With everything worked out in his mind, he climbed into bed and fell asleep, more content now, and with a small smile on his face.
CHAPTER TWENTY-ONE
THE uniform at the door looked pale and distracted.
“Who’s up there?” Jack said to him, holding out his warrant card.
“The Home Office pathologist and the SOCOs, sir,” PC Tony Napier said as he handed Jack, Lisa and Mike cellophane gloves and plastic booties.
“You took a look, huh?” Jack said.
“Yes, sir, I wish I hadn’t. I don’t think I’ll ever see anythin’ that bad again if I live to be a hundred.”
“Are you going to be okay?” Lisa said, aware that the young constable was only just managing to hold it together. The look in his eyes was that of a startled horse about to bolt.
/> “Yes, thanks,” Tony said without an ounce of conviction.
After donning the boots and gloves, Jack led the way up to the third floor landing, where another uniform was standing at the flat door, looking like a commissionaire outside a swank hotel. He recognised Jack and Mike, nodded and moved aside to let them and Lisa enter. There were two Tyvek-suited forensic science officers going about their business, and Jane Keating was in attendance wearing similar attire and knelt next to the corpse with what looked to be an open toolbox at her side.
Jack said nothing, just waited until she finished whatever procedure she was carrying out. She glanced up and gave him a mirthless smile.
“Hi, Jack,” Jane said. “I’m nearly through here. Ask me what you need to.”

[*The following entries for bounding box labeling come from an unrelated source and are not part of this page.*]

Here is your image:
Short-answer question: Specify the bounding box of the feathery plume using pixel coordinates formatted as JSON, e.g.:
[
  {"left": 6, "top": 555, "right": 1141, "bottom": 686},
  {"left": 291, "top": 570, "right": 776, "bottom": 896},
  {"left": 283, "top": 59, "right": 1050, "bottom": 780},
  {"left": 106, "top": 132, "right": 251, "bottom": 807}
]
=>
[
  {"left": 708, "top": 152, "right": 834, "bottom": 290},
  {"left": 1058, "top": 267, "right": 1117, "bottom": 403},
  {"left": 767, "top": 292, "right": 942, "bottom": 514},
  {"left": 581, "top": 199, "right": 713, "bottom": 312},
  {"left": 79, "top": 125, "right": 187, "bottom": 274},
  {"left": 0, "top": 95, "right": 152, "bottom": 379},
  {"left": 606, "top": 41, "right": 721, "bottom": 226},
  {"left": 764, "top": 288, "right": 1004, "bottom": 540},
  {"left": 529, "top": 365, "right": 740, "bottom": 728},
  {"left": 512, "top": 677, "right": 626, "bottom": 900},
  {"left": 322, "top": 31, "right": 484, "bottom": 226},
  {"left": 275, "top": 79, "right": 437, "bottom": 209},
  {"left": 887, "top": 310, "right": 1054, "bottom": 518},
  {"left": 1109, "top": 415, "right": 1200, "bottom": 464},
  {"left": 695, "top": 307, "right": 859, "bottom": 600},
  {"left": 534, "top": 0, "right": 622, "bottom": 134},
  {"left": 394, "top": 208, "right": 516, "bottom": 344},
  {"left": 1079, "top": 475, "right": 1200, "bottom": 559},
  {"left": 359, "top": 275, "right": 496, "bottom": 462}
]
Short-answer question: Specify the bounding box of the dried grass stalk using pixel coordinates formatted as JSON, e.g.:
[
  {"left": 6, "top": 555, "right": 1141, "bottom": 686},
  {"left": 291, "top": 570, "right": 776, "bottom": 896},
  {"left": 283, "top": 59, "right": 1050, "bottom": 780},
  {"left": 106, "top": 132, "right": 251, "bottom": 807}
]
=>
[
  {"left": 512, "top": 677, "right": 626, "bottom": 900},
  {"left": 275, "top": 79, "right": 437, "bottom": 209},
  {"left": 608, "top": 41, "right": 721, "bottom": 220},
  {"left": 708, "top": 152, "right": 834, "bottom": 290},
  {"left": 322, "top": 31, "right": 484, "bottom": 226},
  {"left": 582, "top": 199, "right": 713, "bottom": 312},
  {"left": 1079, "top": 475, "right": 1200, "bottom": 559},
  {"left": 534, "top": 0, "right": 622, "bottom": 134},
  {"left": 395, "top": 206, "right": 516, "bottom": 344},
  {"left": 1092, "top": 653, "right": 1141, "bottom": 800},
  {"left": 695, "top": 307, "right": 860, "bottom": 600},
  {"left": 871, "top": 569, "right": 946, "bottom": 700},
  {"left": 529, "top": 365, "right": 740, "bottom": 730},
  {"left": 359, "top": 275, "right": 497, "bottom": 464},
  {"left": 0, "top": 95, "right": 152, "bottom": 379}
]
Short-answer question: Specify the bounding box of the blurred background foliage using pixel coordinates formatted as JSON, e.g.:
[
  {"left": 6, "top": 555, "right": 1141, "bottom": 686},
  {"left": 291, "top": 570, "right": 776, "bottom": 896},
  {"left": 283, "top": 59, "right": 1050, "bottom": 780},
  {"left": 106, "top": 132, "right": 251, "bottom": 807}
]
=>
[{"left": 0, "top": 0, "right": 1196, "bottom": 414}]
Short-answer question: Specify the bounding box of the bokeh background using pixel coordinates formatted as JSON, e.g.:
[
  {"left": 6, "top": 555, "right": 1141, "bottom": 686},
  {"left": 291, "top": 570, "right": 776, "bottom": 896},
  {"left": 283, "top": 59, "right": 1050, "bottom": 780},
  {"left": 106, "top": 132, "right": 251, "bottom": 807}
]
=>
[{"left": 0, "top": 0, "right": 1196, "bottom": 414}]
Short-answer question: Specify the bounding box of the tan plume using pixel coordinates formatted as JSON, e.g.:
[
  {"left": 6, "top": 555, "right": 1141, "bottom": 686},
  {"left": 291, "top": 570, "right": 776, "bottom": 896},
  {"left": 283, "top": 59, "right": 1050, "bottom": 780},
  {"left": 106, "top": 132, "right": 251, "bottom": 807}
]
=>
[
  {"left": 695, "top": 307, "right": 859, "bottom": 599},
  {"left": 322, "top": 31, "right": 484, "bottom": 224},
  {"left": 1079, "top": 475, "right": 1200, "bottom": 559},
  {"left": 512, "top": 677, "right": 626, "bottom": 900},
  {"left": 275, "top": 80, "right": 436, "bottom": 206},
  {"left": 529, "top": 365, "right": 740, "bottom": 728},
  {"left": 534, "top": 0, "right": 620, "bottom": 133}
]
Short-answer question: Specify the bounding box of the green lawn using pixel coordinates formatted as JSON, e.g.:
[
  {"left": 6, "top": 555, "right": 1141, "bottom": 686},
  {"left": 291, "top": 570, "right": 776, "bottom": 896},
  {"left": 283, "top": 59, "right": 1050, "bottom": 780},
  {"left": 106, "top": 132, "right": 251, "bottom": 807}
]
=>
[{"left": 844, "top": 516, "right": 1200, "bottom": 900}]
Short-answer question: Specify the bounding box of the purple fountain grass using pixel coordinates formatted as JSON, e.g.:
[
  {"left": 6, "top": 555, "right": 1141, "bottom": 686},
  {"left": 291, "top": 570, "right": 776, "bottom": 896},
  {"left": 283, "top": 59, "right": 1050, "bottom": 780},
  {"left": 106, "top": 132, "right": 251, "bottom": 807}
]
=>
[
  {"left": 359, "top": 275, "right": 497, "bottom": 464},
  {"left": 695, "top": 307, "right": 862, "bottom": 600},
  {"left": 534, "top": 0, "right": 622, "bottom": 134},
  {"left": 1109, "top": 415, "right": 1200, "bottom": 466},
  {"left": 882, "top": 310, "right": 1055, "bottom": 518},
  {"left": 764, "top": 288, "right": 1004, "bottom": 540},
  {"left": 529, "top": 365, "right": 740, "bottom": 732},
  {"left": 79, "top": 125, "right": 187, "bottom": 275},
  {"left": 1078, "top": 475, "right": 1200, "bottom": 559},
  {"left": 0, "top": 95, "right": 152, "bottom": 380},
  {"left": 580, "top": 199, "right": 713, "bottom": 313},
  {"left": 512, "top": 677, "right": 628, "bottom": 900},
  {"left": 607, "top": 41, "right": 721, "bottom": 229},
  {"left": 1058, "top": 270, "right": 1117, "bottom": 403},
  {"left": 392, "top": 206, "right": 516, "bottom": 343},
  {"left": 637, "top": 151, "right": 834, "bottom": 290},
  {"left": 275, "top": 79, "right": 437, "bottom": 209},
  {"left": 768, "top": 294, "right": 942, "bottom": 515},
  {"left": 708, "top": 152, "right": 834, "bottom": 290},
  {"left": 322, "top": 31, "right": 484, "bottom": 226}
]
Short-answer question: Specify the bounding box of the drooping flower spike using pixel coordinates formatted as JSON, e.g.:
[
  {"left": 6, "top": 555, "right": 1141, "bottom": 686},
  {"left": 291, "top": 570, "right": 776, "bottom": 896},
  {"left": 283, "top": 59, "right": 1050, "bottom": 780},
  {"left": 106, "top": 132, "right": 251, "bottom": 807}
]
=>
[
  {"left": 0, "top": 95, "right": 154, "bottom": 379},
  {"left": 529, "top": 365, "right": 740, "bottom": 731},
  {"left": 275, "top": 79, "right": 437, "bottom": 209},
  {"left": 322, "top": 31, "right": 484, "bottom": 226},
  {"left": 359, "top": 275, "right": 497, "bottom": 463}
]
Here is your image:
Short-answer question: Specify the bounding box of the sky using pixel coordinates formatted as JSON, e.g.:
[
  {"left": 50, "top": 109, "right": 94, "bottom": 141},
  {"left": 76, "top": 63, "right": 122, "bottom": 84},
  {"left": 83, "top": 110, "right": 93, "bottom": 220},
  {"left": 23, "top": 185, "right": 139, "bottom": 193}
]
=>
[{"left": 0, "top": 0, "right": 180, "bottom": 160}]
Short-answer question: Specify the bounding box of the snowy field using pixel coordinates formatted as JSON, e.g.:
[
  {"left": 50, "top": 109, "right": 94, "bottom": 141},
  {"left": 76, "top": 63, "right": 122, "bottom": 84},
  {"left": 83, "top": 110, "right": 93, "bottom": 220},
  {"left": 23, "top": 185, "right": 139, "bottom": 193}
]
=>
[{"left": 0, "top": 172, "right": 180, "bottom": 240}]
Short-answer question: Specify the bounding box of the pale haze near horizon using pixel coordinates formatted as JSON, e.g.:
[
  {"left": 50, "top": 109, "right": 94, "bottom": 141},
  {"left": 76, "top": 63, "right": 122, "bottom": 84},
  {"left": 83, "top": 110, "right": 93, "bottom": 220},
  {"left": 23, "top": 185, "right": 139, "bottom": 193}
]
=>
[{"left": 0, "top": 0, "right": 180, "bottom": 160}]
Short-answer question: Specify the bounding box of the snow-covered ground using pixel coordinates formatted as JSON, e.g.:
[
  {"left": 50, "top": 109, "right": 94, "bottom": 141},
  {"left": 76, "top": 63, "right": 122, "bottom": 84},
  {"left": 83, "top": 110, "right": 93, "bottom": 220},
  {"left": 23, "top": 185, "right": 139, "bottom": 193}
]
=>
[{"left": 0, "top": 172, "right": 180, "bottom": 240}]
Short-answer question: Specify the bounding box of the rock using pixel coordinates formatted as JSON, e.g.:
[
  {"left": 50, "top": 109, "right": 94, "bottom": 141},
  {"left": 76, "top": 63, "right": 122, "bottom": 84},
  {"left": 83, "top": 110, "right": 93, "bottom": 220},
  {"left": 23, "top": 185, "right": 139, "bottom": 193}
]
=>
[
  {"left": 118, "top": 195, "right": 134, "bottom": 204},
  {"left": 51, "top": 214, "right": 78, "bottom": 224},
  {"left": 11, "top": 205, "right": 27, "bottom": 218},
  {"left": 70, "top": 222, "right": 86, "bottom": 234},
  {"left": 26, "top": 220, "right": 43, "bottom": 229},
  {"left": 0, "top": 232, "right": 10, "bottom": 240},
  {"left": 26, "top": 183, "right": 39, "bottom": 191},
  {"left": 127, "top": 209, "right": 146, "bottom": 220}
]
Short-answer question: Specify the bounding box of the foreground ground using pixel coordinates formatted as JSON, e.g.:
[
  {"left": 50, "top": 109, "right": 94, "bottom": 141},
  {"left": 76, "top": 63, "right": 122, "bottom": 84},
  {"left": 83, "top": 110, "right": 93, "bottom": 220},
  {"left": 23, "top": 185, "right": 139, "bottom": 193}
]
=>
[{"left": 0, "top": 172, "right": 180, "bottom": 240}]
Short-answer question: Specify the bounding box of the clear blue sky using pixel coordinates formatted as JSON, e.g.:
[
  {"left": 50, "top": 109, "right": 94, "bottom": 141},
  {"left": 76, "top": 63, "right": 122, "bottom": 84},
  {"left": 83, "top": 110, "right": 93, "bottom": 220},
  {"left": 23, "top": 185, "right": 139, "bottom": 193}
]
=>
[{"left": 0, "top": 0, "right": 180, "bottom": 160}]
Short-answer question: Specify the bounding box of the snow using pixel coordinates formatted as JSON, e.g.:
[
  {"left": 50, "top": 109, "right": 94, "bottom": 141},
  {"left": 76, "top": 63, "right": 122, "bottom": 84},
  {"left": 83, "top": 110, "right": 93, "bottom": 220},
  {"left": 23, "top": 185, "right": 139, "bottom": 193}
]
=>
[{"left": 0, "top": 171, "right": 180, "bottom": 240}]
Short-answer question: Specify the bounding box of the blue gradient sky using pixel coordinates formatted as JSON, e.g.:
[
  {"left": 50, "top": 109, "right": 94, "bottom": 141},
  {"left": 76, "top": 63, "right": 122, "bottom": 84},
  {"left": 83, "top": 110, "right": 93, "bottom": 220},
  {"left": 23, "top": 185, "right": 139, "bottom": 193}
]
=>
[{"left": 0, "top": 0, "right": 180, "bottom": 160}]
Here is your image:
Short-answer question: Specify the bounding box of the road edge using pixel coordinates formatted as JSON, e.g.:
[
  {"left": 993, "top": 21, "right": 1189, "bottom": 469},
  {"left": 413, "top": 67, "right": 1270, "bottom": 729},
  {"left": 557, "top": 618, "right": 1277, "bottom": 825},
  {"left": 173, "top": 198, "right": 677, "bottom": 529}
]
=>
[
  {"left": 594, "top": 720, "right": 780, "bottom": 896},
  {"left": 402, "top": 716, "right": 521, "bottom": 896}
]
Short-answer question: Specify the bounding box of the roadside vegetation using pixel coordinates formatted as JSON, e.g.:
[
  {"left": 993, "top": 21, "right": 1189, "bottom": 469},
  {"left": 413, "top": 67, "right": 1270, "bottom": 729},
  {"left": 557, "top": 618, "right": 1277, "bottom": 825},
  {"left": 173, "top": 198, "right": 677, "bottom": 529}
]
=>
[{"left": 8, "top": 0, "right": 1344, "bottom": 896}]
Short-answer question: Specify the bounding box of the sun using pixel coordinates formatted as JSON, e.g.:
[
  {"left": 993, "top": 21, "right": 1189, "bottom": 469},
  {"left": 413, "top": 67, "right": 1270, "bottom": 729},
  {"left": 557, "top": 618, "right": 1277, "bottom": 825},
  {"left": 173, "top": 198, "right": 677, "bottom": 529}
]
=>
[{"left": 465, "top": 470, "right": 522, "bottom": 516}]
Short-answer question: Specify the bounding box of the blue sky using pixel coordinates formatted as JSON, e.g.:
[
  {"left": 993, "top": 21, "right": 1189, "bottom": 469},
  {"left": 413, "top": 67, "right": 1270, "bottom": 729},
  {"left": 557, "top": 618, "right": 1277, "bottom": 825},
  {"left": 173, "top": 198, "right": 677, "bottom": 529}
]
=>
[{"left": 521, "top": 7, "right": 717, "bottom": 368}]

Jack introduced Lisa to her. She already knew Mike. Squatting down next to Jane, Jack could feel the carpet sticking to the soles of the booties. There was a lake of dark blood already drying; degenerating. Its ripe smell was both sweet and sour, an iron and raw meat combo. It took time to assimilate what he was looking at. Penny Douglas – if that was who she had been – was on her back on the carpet. She was nude. And someone had butchered her. He might have been back in time, in Whitechapel; a Victorian bobby looking at what another Jack had done to one of his victims. It was by far the worst crime scene he had ever attended. He’d seen plenty of dead people, and would no doubt see a lot more. But this was singularly revolting.
The wet work had surely been carried out by a raving lunatic. Both breasts had been removed. They lay nipple-up on the carpet like the bodies of jellyfish that had washed up on a beach to sag under their own weight as they dried out. And the body was opened from neck to groin. The intestines had extruded from the incision; a ball of glistening and unmoving stillborn snakes. All of that was bad enough, but paled in comparison to the head. The face, complete with hair, had been removed. All that was left was a bright red glob of meat, with eyeballs and teeth that appeared to float in it.